In bewährter Manier sicherte sich hier Mario Schnurr vom KSV Renchtal mit 292,5kg und 184,36 Punkten in der Klasse bis 93 kg den Einzel- und Klassensieg. Erwähnenswert auch die 302,5 kg und 175,90 Punkte von Dr. Marcus Heinzen vom KSV Bochum im zweiten Schwergewicht bis 120 kg.

Männer – AK II

Dominator in der Altersklasse II der Männer war Sunday Ehoghrukomwen vom KSC Attila Dachau, der im Leichtschwergewicht bis 83 kg auf 272,5kg und 188,21 Punkte kam.

Männer – AK III

Der Würzburger Siegmund Schiebe zeigte wieder einmal in der Klasse bis 105 kg mit zwei deutschen Rekorden von 240 kg und 250 kg sein Können.
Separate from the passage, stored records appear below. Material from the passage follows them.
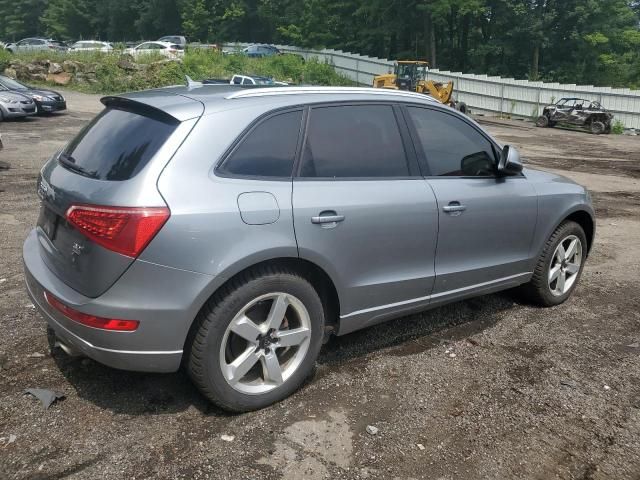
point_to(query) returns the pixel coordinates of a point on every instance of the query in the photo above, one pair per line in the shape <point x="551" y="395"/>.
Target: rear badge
<point x="77" y="249"/>
<point x="45" y="190"/>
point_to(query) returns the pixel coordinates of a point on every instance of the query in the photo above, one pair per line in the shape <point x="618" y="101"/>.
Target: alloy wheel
<point x="265" y="343"/>
<point x="565" y="265"/>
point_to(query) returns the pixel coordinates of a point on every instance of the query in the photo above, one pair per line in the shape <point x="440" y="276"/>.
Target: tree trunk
<point x="430" y="37"/>
<point x="535" y="61"/>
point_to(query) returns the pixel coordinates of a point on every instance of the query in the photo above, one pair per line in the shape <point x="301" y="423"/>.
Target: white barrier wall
<point x="495" y="95"/>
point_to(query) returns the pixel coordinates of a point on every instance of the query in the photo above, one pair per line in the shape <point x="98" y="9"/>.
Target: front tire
<point x="559" y="267"/>
<point x="597" y="128"/>
<point x="257" y="339"/>
<point x="542" y="121"/>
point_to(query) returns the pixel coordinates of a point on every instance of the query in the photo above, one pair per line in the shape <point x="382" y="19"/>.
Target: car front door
<point x="486" y="222"/>
<point x="363" y="213"/>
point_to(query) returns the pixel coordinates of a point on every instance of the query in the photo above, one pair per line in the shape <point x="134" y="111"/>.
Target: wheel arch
<point x="317" y="276"/>
<point x="586" y="221"/>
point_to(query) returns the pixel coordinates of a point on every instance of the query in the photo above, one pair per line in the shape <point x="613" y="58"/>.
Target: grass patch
<point x="103" y="73"/>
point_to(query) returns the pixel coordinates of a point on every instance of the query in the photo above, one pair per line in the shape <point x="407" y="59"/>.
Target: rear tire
<point x="557" y="274"/>
<point x="542" y="121"/>
<point x="223" y="344"/>
<point x="597" y="128"/>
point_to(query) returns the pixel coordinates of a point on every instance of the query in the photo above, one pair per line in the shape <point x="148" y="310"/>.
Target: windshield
<point x="12" y="84"/>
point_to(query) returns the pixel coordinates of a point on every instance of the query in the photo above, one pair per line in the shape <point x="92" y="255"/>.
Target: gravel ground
<point x="486" y="388"/>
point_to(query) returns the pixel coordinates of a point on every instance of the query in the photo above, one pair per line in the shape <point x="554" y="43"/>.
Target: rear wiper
<point x="69" y="162"/>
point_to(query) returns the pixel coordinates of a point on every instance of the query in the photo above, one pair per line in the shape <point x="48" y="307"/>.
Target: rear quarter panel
<point x="206" y="233"/>
<point x="558" y="198"/>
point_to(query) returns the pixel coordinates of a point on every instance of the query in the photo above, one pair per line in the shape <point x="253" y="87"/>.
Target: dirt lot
<point x="487" y="388"/>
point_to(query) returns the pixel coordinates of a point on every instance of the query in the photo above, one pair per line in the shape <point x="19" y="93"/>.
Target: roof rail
<point x="264" y="92"/>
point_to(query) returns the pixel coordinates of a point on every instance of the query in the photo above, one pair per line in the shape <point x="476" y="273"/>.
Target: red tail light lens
<point x="126" y="230"/>
<point x="112" y="324"/>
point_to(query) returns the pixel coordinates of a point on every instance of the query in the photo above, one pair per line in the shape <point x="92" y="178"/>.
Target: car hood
<point x="13" y="95"/>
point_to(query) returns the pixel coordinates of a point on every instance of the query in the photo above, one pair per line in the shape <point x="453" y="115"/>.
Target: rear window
<point x="116" y="145"/>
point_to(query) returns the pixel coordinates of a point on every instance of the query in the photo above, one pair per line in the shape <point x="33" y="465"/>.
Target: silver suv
<point x="232" y="231"/>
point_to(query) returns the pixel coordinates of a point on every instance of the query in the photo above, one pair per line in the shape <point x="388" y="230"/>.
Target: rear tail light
<point x="126" y="230"/>
<point x="112" y="324"/>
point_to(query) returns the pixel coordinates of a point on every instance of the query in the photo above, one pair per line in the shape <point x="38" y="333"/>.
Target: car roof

Erst an der weiteren Rekordlast von 263 kg scheiterte er knapp. 149,92 Punkten bedeuteten für ihn den Sieg in der Altersklasse III vor Hans-Joachim Hook vom AC Marburg, der in der Kategorie bis 83 kg auf 215 kg und 146,43 Punkte kam und dem unverwüstlichen Mann aus dem sächsischen Vogtland, Horst Echtner vom SSV Bad Brambach, der im Mittelgewicht mit 200 kg und 145,92 Punkten in die Wertung kam.

Männer – AK IV

In seiner Spezialdisziplin bot Michael Kazimierz Forys vom KSV Langen im Mittelschwergewicht bis 93 kg mit 210 kg und 132,78 Punkten eine sehr gute Leistung.

Schlussbemerkung

Der SC Oberölsbach ist neben der SG Randersacker der einzige bayerische Verein, der seit Jahren in gewisser Regelmäßigkeit mustergültig deutsche Meisterschaften ausrichtet. Auch in 2016 werden sich beide Vereine mit den deutschen Meisterschaften im Kraftdreikampf der Aktiven und Senioren (SG Randersacker) und den deutschen Meisterschaften im Bankdrücken – Equipped – aller Altersklassen (SC Oberölsbach) wieder aktiv am Wettkampfgeschehen des BVDK beteiligen. Für dieses außerordentliche Engagement möchte ich mich im Namen des Präsidiums des BVDK bei beiden Vereinen ganz herzlich bedanken.

 

Anton Speth
Vizepräsident Sport im BVDK e. V.

 

Bundesverband Deutscher Kraftdreikämpfer e.V.